J Phys Chem Lett. 2017 Apr 20;8(8):1777-1783. doi: 10.1021/acs.jpclett.7b00316. Epub 2017 Apr 7.

Abstract

For the first time, ultrafast deactivations of photoexcited water-solvated pyrimidine nucleosides are mapped employing hybrid QM(CASPT2)/MM(AMBER) optimizations that account for explicit solvation, sugar effects, and dynamically correlated potential energy surfaces. Low-energy S1/S0 ring-puckering and ring-opening conical intersections (CIs) are suggested to drive the ballistic coherent subpicosecond (<200 fs) decays observed in each pyrimidine, the energetics controlling this processes correlating with the lifetimes observed.

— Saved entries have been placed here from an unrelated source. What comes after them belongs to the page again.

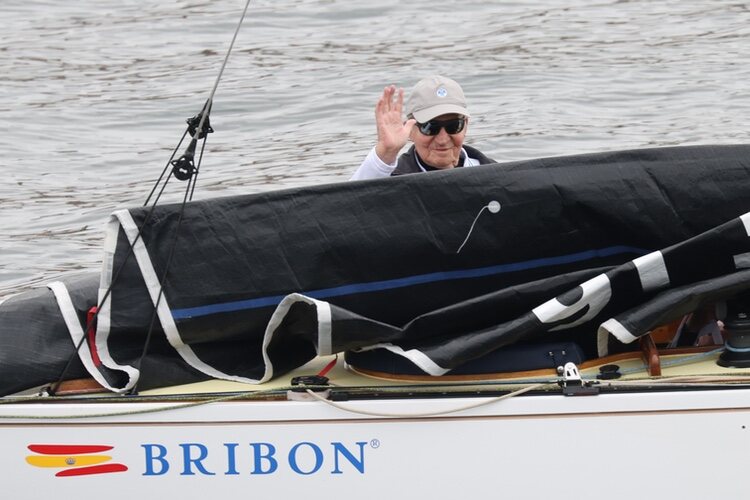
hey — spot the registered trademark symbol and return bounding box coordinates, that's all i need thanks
[370,439,380,449]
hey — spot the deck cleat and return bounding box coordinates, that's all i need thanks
[558,362,599,396]
[287,375,331,401]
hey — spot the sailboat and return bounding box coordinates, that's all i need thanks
[4,138,750,498]
[3,3,750,499]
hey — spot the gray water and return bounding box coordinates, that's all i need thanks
[2,0,749,298]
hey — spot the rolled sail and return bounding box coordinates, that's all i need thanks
[2,144,750,394]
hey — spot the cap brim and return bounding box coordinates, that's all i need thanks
[412,104,470,123]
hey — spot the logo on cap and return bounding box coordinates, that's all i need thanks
[436,86,448,98]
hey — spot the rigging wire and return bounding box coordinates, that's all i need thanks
[123,0,254,391]
[142,128,189,207]
[45,0,253,396]
[192,0,253,142]
[129,174,197,395]
[45,139,190,397]
[189,132,209,201]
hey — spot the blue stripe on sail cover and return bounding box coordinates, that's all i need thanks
[170,246,646,320]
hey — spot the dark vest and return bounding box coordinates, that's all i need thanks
[391,145,496,176]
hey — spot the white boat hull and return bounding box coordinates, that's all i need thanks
[3,384,749,499]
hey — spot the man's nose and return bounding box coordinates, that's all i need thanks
[435,127,451,141]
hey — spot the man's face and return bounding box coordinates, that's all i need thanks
[410,113,468,169]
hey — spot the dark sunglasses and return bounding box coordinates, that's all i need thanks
[416,117,466,136]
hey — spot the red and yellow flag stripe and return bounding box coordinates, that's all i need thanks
[26,444,128,477]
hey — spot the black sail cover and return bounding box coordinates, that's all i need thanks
[3,144,750,395]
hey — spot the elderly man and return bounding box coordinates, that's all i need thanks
[351,75,496,180]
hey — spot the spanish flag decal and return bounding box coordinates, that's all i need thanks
[26,444,128,477]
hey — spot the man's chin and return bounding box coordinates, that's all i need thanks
[429,155,458,169]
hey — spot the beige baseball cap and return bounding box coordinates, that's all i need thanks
[405,75,470,123]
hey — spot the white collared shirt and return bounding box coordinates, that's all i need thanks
[350,147,481,180]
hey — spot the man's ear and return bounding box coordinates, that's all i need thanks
[408,127,417,142]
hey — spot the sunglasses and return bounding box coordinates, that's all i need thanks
[416,117,466,136]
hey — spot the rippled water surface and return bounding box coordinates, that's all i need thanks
[2,0,749,297]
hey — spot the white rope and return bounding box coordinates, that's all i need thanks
[4,373,750,420]
[304,382,547,418]
[456,200,501,254]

A second bright 1π2π* state, promoting excited-state population branching and leading toward a third CI with the ground state, is proposed to be involved in the slower ultrafast decay component observed in Thd/Cyd. The transient spectroscopic signals of the competitive deactivation channels are computed for the first time. A general unified scheme for ultrafast deactivations, spanning the sub- to few-picosecond time domain, is eventually delivered, with computed data that matches the experiments and elucidates the intrinsic photoprotection mechanism in solvated pyrimidine nucleosides.